The PBP has additional info:
The FCAT math wizards, it seems, haven't quite figured out that 7.5 and 7 1/2 are the same number. That might not seem like such a big deal. Not everybody can be a math genius. Lord knows I'm not. But this is a problem because Florida students who do know that 7.5 and 7 1/2 are the same number could lose FCAT points if they rely on that mathematical certainty.Post reporter Nirvi Shah explained the glitch in a story on Monday. The state wants to grade the math tests by machine. Shouldn't be a problem, right? Machines have graded multiple-choice tests for decades. Students just "bubble in" the correct circle on an answer form with a No. 2 pencil. But the state's standardized test gurus had a problem with that...the student could guess.
...So, on many math questions, they require what is known as a "gridded response." The student works the math problem, then fills in the correct numbers or symbols of a "grid" that consists of five columns, each containing the numbers 0 through 9 and a decimal point. The middle three columns also offer a "/" symbol used to express fractions, if the student chooses to do so.
As Ms.
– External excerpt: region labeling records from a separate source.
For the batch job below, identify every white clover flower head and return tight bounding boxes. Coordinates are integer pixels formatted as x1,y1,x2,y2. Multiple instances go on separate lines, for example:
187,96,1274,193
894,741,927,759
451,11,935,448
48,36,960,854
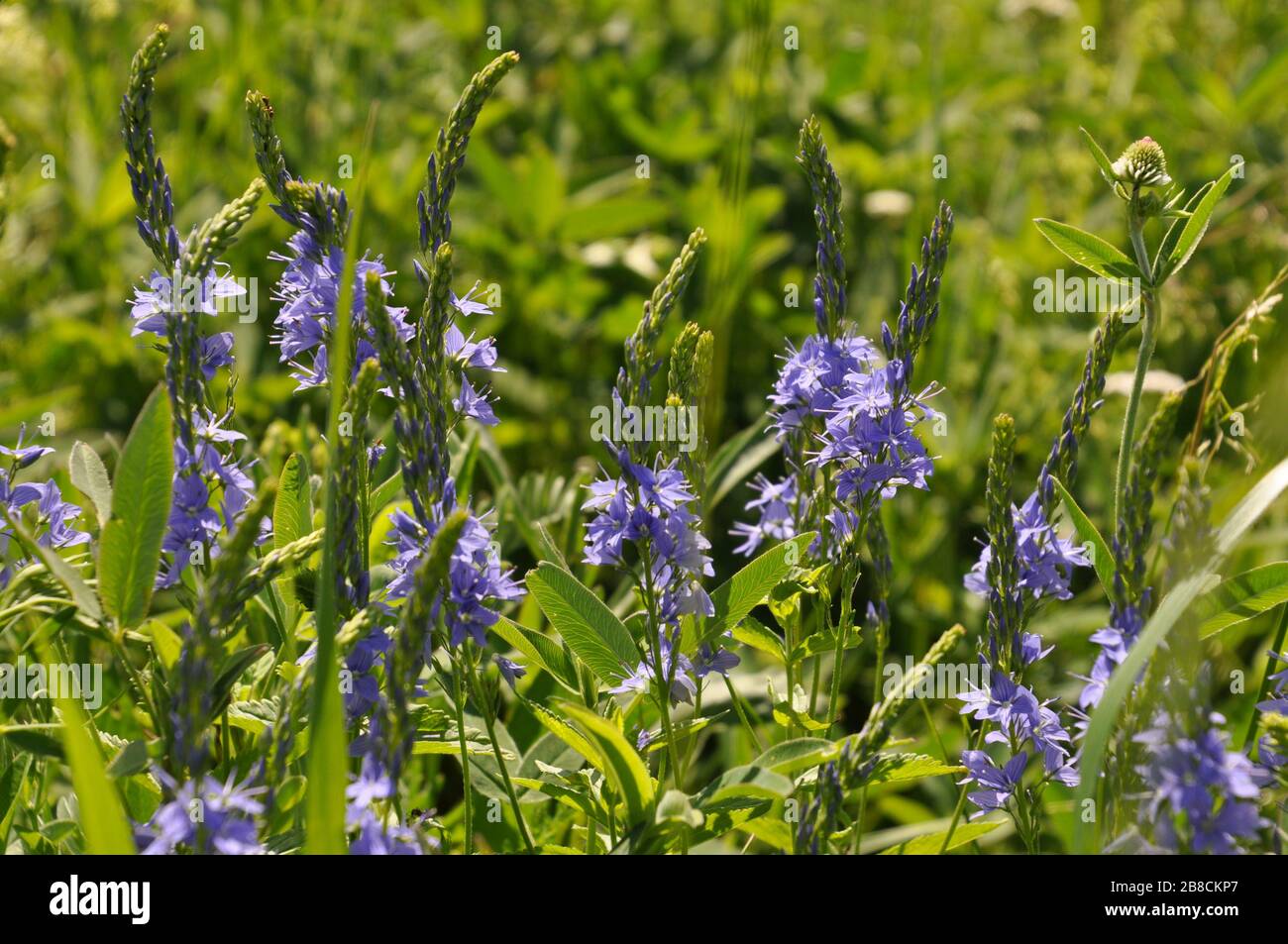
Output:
1113,136,1172,187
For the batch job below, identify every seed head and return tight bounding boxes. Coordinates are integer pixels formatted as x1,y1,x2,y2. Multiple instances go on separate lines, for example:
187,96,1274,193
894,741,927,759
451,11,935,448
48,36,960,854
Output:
1115,137,1172,187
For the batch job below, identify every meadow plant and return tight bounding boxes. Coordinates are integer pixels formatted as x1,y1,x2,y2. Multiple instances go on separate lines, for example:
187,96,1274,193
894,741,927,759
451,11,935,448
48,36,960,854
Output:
0,26,1288,855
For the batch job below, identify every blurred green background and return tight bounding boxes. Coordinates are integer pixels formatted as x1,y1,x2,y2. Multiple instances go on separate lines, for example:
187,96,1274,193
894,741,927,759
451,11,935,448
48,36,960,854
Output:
0,0,1288,839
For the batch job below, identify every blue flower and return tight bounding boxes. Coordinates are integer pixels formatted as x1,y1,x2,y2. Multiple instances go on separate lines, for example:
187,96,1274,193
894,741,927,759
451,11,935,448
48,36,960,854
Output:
345,755,424,855
1078,597,1147,708
452,373,499,426
769,335,877,441
962,492,1091,601
583,450,715,625
958,751,1029,819
608,632,698,704
139,770,266,855
0,424,53,471
269,229,416,390
492,656,528,691
729,472,798,558
387,479,523,647
1136,711,1263,855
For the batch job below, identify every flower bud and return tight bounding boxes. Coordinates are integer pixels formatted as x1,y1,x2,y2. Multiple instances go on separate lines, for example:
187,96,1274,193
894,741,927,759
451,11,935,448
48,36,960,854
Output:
1113,137,1172,187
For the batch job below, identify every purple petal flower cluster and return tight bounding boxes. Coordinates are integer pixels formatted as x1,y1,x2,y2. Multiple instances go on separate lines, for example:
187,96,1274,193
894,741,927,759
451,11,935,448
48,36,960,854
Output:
387,479,523,647
608,632,700,704
1078,602,1149,708
345,755,422,855
130,262,246,381
158,409,255,588
958,751,1029,819
962,492,1091,601
961,654,1078,808
583,450,715,626
0,428,90,589
730,334,937,555
769,335,877,442
729,472,798,558
1136,711,1263,855
269,229,416,390
138,770,266,855
812,361,939,506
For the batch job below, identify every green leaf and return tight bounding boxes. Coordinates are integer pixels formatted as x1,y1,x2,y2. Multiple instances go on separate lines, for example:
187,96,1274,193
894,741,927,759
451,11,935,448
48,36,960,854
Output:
0,756,35,846
492,617,580,694
1073,459,1288,854
1163,163,1241,275
703,420,778,515
67,442,112,528
145,619,183,671
1033,219,1149,282
524,702,602,769
855,754,966,786
1051,475,1115,599
693,763,796,812
684,531,815,652
559,702,653,825
1194,561,1288,639
273,452,313,610
42,641,136,855
733,615,787,662
98,386,174,627
880,819,1005,855
524,563,640,682
1154,180,1216,275
769,682,832,731
1078,128,1118,187
752,738,841,776
0,505,103,623
0,724,64,760
107,741,152,781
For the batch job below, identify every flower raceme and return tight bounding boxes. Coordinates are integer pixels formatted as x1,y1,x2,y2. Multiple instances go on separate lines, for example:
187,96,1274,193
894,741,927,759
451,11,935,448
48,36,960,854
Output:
387,479,523,647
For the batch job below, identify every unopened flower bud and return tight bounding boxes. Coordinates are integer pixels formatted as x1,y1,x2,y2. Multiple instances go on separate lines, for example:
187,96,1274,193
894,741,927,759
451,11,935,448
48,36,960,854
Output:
1115,137,1172,187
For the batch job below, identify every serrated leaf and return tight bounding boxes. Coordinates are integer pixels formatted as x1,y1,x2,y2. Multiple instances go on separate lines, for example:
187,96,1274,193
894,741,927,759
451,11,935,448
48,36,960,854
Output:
880,820,1002,855
1166,163,1241,277
1074,459,1288,854
559,702,654,825
733,615,787,662
1051,475,1115,599
492,617,580,694
752,738,840,777
684,532,815,652
0,505,103,622
524,563,640,682
1033,219,1149,282
1194,561,1288,639
854,754,966,786
67,441,112,528
273,452,313,610
98,386,174,627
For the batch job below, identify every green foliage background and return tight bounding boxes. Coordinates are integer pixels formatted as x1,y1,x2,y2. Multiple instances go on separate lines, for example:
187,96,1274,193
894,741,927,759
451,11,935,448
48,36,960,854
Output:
0,0,1288,844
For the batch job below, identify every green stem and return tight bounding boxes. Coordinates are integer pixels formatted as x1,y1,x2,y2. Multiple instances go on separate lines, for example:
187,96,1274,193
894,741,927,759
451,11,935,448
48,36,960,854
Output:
724,675,765,754
452,657,474,855
939,725,984,855
1115,210,1162,524
467,643,537,855
1240,602,1288,752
Shah's story explained, if 7.5 is the correct answer to a problem, students get credit for gridding the 7, a decimal point and then the 5. But students who gridded the 7 in the first column, followed by the 1 in the second column, the / in the third column and a 2 in the fourth column — which works out to 7 1/2 — would be marked wrong.
Even though they were right.
Oh, yeah, that's a problem.
Update: I should clarify my terse comment on this issue. The directions for the exam are indeed clear, and I should have linked to this earlier. It's quite possible that the newspaper coverage was less a sign of a sudden increase in misgrids and more a harbinger of a slow news day.
However, when I originally posted, I was thinking that, if in fact a lot of students are misgridding the answers - especially if there's a recent increase in that - and it's deemed worthy of newspaper coverage, there's a problem. Regardless of whether we assume instructions to be crystal clear, if the same wrong answer crops up again and again (when it's not intended to be an attractive distractor), there may be a problem with the key. It sounds like the problem may be, as one commenter alluded to, that not only do students not know math, they can't follow instructions either. However, it's reasonable to ask if there are in fact a lot of students out there who understand the concept of fractions and don't grid that properly on the exam (I suppose one could argue that their knowledge doesn't count unless they understand the concept of decimals as well).
I didn't originally say much, but I probably shouldn't have posted anything until I had the chance to explore the issue, and the media coverage, further to see if there was anything floating about suggesting that the number of misgrids had actually increased recently (the FCAT site, for one thing, says nothing on this issue).
One last thing, though - if you're going to leave a sarcastic comment about how you know where I work? Not only do you end up looking, well, silly, for getting that completely wrong, but I don't appreciate any public comments on the matter at all. I'll state for the record that I don't work for any "large testing company," but I'm also not opening the question up for public discussion. I figure I provide enough disclaimers and notification to ensure that no one confuses N2P with the official statements of any testing organization, and I don't want to have to add more.